Roles of supersymmetry in mathematics?

[arivero]

TL;DR Summary

Beyond the mathematical formalization of superfields, I wonder if supersymmetry generators have direct application in mathematics

Considering the definition of supersymmetry as a set of operators that extend the transformations of Poincare group, I wonder if they are of some value for mathematics, particularly for differential geometry. Most of the formalism I can find relate to "superspace", which does not seem a natural object in geometry. But perhaps I am missing the most mathematical literature.

 

[fresh_42]

Superalgebras are per construction mathematical objects in the first place. Whether they serve some purpose besides physics is another question. Personally, I don't think so. However, they are mathematical objects that can be studied in their own rights. E.g. we can perform analysis on supermanifolds.

 

[lavinia]

Here is a paper by Witten

http://personal.cimat.mx:8181/~gil/...rse/witten_supersymmetry_and_morse_theory.pdf

A classic book explaining Morse theory is Milnor's book unexpectedly titled "Morse Theory". Much of it is applications of Morse theory to Differential Geometry.

 

[martinbn]

The wiki article says that Atiyah-Singer can be given a simpler prove with supersymmetric quantum mechanics, but there is no reference.

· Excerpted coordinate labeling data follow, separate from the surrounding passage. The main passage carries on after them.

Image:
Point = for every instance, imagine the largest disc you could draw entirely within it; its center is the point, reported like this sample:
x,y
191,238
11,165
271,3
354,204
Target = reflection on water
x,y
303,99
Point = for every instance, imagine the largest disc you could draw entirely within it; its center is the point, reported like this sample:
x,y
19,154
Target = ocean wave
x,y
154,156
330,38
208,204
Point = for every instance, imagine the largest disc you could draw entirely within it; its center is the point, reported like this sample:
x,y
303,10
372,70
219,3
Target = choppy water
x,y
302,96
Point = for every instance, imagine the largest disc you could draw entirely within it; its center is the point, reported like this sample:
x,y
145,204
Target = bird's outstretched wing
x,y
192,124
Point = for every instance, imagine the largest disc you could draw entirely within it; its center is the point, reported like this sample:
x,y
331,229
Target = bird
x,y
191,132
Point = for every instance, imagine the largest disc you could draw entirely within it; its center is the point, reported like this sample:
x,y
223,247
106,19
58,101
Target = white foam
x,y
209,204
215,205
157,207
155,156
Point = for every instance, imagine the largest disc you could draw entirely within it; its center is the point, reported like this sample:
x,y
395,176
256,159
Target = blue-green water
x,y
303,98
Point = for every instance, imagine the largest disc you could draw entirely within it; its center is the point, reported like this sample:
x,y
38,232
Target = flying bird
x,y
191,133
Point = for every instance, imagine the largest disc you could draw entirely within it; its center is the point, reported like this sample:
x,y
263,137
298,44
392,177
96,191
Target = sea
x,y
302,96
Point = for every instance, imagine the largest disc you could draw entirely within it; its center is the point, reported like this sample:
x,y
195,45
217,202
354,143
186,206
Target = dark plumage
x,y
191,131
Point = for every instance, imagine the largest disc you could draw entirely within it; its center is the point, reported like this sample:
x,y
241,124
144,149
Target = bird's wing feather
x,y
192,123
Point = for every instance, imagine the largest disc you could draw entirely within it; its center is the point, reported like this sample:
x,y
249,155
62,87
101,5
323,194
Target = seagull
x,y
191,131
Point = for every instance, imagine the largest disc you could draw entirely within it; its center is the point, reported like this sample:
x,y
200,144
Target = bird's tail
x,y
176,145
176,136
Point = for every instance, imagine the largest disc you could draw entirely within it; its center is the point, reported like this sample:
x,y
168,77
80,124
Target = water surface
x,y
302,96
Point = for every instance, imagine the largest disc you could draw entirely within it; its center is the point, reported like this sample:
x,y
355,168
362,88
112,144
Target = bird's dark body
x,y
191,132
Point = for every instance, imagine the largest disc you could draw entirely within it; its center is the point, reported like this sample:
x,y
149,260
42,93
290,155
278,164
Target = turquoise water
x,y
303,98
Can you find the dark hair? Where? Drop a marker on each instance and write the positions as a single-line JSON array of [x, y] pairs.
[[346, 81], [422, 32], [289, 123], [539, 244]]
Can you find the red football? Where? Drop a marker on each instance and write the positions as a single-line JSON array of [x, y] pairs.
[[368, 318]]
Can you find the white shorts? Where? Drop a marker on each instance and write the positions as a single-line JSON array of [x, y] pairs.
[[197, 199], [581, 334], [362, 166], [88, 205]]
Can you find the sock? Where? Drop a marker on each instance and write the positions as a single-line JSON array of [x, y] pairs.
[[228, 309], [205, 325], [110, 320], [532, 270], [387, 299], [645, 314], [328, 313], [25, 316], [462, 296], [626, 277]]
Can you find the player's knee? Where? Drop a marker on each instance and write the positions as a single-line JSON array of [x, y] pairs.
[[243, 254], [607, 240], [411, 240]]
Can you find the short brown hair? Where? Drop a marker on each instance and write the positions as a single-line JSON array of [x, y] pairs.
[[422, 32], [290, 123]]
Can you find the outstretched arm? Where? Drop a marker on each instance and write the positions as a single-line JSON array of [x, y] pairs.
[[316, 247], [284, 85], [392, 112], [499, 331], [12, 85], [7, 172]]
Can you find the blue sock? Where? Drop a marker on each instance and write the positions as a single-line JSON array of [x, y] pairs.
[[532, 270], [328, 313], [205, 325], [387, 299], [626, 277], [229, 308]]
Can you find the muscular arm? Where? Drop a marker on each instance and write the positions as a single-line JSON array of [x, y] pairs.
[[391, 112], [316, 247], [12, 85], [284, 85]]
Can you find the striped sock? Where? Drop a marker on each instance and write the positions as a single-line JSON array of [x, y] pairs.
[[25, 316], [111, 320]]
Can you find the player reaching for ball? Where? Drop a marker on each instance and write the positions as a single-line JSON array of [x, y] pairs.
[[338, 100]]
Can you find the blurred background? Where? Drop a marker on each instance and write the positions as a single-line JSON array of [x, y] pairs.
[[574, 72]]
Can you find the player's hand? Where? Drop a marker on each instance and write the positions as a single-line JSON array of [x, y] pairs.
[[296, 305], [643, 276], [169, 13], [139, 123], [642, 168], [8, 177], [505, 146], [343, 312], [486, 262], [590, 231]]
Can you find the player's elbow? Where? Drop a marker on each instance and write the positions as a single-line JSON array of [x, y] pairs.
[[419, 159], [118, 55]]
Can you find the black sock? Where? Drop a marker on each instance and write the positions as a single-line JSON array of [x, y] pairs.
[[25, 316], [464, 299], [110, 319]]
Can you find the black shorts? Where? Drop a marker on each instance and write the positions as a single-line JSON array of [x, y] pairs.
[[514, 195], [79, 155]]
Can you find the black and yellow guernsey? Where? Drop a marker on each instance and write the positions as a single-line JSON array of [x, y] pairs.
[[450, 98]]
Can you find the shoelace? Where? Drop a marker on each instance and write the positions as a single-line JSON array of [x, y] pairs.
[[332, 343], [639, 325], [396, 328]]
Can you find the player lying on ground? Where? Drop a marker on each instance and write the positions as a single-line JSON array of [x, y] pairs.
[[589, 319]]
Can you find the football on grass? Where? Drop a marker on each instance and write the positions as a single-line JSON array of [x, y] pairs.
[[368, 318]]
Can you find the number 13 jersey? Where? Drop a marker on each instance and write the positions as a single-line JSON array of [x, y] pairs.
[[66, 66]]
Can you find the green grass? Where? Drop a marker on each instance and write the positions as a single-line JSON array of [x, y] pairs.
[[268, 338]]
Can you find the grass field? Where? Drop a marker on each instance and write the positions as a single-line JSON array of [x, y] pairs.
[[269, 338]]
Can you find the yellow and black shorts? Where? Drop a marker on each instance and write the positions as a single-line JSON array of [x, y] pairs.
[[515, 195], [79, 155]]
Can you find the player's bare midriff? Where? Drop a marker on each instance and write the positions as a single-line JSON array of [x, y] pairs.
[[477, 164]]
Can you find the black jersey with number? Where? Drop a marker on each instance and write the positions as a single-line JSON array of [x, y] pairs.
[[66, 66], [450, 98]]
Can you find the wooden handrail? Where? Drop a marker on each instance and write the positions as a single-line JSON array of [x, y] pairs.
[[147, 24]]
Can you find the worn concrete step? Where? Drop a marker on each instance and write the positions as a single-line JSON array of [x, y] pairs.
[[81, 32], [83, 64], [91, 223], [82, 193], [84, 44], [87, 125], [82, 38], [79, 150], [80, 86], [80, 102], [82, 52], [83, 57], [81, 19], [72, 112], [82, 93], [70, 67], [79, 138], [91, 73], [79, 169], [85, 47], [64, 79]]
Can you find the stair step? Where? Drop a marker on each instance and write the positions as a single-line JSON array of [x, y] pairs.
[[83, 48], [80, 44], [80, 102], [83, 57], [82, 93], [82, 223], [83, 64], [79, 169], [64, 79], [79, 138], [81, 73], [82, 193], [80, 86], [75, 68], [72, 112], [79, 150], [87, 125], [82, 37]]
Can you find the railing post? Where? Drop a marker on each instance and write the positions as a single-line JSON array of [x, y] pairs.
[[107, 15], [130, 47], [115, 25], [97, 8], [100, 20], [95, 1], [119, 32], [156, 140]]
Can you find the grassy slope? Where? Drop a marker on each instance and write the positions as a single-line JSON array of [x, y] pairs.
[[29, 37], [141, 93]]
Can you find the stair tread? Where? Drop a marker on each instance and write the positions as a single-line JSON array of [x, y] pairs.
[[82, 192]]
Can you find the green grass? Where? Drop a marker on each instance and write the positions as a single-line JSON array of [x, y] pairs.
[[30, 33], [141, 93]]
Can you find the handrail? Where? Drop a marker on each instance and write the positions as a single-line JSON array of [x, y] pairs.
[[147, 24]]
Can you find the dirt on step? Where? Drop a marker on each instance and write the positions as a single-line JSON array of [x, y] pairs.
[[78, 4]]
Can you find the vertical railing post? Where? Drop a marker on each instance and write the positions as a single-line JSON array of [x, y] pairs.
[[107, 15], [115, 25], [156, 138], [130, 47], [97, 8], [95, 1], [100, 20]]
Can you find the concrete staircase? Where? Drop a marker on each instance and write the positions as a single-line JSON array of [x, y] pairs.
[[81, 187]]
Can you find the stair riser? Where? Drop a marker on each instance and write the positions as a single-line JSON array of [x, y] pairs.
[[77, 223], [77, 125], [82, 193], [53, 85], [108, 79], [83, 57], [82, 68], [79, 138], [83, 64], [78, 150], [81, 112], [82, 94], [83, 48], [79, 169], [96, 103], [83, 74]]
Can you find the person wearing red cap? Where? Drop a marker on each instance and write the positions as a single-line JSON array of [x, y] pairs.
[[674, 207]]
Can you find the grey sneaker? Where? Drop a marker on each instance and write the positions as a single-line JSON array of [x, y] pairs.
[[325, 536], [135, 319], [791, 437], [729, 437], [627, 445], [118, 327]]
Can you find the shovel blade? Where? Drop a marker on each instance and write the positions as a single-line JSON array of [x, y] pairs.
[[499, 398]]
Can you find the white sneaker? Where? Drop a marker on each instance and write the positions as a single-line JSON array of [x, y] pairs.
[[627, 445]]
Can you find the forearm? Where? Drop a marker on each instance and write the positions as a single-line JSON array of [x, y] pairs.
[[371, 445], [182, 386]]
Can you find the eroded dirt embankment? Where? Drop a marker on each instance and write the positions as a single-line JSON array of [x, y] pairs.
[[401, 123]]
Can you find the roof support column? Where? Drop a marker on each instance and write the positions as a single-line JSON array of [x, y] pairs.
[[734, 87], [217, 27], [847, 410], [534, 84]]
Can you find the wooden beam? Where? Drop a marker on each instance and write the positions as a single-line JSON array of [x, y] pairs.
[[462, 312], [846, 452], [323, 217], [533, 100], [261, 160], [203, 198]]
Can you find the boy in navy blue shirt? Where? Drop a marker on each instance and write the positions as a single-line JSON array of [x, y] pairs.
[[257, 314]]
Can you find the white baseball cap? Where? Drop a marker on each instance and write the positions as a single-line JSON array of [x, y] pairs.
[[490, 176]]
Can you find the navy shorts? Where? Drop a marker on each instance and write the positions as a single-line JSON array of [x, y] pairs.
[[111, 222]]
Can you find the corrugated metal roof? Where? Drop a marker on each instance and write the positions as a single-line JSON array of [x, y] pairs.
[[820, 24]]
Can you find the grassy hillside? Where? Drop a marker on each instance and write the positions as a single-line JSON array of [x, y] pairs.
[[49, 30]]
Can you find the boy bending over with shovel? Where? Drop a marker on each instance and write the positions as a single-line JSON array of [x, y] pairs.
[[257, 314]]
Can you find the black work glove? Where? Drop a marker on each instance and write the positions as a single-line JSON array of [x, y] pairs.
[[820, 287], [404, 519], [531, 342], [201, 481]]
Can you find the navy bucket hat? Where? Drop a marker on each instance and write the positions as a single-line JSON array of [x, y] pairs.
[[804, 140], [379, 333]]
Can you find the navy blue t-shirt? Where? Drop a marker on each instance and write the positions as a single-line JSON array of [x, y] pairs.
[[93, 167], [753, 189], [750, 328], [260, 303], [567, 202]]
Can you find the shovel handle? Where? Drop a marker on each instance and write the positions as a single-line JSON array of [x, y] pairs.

https://en.wikipedia.org/wiki/Atiyah–Singer_index_theorem#Heat_equation

 

[lavinia]

The wiki article says that Atiyah-Singer can be given a simpler prove with supersymmetric quantum mechanics, but there is no reference.

https://en.wikipedia.org/wiki/Atiyah–Singer_index_theorem#Heat_equation

http://www.physics.rutgers.edu/~friedan/papers/Nucl_Phys_B235_395_1984.pdf

 

[fresh_42]

http://www.physics.rutgers.edu/~friedan/papers/Nucl_Phys_B235_395_1984.pdf

Friedan, Windey is (independently) from 1984.

The first one was from Ezra Getzler 1983:
Pseudodifferential operators on supermanifolds and the Atiyah-Singer index theorem. Commun. Math. Phys. 92, No. 2, 163–178 (1983).

It might be interesting to note that there are analog theorems on supermanifolds for the theorem of implicit functions, and the transformation theorem for integrals. I have a book in which it is noted that the latter can be used to find exact solutions in the theory of dissipation systems in nuclear or condensed matter physics, known as the supersymmetric trick. The authors also published a paper about integral theorems about supersymmetric invariants that do not have a classical correspondence.

Also interesting in the context might be:
https://www.sciencedirect.com/science/article/abs/pii/0003491677903359

 

[arivero]

The idea of producing almost isospectral operators via factorisation seems be a useful one, but it sounds as a trick more for the toolbox. Given H, you factor it as Q Q*, then you check on Q* Q and voila, new operator paired to the original.

What I would expect to be real use of supersymmetry is something that applies Poincare group, or some map acting in the points of a manifold, to transform the functions on this manifold, and then extends it via susy transformations to obtain something more.